The physician will have to identify the worker’s origin and his or her personal history in order to identify socio-cultural differences, difficulties in linguistic comprehension, and compliance with prevention interventions. Health surveillance will therefore be essential through a careful medical history (i.e., a physiological, pathological, and working history) and a precise objective examination, which is correlated by laboratory and diagnostic examinations and targeted on a case-by-case basis. Information-training courses for workers will be fundamental for prevention purposes. In Italian Law their content is understandable and occurs by verifying the comprehension of the language (Article 36 and 37 of Legislative Decree no. 106/09) to avoid security issues, management of emergencies, and understanding of procedures.
Our scientific review and included studies have some limitations as a whole. First, most of the studies are cross-sectional rather than intervention or efficacy evaluations, which would be of particular interest to the physician given that they could aid in understanding the determinants of occupational diseases and the setting up of appropriate interventions. We have included articles published in the last five years, from 2013 to 2018, as studies before this period were not very relevant to our research field. In fact, in recent years we have observed greater interest in and attention on the part of researchers to this issue, which has been directly proportional to the exponential growth of migratory flows worldwide.

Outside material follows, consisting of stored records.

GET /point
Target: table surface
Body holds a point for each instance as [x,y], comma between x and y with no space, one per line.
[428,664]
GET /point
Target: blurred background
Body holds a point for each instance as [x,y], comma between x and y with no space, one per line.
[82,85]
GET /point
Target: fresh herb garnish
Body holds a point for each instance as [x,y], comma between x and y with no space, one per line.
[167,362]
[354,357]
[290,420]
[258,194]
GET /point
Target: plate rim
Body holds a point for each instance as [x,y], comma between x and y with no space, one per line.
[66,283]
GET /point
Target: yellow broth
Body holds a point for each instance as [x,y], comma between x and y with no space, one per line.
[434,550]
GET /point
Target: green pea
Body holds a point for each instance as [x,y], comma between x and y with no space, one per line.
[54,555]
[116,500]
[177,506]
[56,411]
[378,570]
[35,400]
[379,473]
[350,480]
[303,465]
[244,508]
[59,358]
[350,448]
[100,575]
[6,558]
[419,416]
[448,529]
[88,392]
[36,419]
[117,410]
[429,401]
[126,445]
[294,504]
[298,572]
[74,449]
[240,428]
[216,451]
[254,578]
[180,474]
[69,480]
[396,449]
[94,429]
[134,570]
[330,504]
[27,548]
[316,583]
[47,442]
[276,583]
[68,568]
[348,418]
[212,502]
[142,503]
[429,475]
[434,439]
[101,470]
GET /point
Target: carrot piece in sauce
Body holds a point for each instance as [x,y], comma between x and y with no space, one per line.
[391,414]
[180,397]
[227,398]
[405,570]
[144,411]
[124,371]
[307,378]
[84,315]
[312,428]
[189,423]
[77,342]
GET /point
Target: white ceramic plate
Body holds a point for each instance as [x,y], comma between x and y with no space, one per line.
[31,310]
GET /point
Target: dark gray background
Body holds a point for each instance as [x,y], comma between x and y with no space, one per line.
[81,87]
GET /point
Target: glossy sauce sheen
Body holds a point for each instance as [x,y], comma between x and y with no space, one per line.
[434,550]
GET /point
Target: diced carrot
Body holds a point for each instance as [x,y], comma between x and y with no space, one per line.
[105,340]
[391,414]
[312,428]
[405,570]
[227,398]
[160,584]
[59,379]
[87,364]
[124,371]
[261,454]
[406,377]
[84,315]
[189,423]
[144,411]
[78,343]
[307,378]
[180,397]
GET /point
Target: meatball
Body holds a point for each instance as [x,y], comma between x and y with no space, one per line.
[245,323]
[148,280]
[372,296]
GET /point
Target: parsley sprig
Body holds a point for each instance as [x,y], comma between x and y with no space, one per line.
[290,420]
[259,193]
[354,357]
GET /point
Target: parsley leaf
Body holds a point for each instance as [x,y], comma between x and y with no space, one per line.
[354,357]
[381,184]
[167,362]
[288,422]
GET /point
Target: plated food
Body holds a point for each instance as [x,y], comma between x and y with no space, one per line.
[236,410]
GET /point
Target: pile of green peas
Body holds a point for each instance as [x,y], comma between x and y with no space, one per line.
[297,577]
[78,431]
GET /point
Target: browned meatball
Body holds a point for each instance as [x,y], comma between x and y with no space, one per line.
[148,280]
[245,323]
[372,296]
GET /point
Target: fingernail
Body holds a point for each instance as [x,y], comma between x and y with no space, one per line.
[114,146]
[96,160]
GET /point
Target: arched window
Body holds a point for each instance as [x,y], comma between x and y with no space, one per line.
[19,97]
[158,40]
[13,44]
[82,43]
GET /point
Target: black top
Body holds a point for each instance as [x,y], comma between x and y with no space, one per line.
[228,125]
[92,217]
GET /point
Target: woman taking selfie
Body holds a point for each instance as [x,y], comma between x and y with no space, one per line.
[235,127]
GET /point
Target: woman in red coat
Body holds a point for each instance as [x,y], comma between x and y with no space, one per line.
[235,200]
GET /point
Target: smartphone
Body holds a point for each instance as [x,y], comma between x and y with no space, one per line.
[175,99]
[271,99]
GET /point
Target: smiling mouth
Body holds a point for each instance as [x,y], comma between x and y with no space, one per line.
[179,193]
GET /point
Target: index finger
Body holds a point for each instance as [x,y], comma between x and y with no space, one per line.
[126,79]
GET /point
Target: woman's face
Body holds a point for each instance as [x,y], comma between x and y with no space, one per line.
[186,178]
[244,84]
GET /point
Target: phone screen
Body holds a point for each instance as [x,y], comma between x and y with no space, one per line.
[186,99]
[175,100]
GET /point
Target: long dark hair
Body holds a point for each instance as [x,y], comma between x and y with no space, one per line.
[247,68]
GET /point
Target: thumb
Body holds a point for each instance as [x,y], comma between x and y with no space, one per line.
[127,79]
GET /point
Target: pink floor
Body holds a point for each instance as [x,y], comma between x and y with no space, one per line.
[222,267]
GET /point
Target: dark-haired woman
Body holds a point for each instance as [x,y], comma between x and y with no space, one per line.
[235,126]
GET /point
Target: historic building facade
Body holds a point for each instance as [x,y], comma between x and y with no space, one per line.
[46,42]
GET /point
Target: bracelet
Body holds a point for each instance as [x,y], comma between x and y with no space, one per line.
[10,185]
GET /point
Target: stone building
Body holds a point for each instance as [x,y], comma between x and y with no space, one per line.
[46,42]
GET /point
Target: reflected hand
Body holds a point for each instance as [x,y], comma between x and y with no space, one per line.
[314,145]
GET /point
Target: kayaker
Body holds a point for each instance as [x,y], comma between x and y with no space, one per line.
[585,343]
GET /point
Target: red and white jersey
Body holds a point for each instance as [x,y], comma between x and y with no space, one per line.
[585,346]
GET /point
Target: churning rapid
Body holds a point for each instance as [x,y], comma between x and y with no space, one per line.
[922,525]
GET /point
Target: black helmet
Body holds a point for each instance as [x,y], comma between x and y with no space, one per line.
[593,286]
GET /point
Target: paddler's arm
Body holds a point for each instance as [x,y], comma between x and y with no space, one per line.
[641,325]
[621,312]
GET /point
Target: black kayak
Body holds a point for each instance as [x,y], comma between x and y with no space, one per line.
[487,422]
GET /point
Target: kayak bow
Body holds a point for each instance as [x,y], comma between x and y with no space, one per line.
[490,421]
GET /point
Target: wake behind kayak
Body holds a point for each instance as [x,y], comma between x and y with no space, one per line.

Studies are often being conducted outside the European context on small specific communities with difficulties of extrapolation to our context; in most cases, results on migrant workers have been compared with data on native workers, not allowing for the adequate characterization of the risk. Overall, the quality of the cross-sectional studies was of average value due to the frequent use of subjective assessment tools, such as questionnaires administered to the sample which were not always standardized, and to the lack of description of the characteristics of those who decided not to submit the questionnaire (the so-called “non-respondents”). In addition, the quality of the trials was average; the value assigned, in almost all cases, did not reach the maximum score, due to a lack of specificity of randomization or double/single-blind study, or to the failure to describe cases lost to the follow-up.
Finally, it was a very complex process to compare very different studies according to the type of sector of work of those within the samples in question (from the “business travelers” to the domestic workers or farmers), to gender differences that also affect the type of work, and to environmental contexts totally different for each culture, religion, and legislation (for example, the differences between South America, the United Arab Emirates, and South East Asia).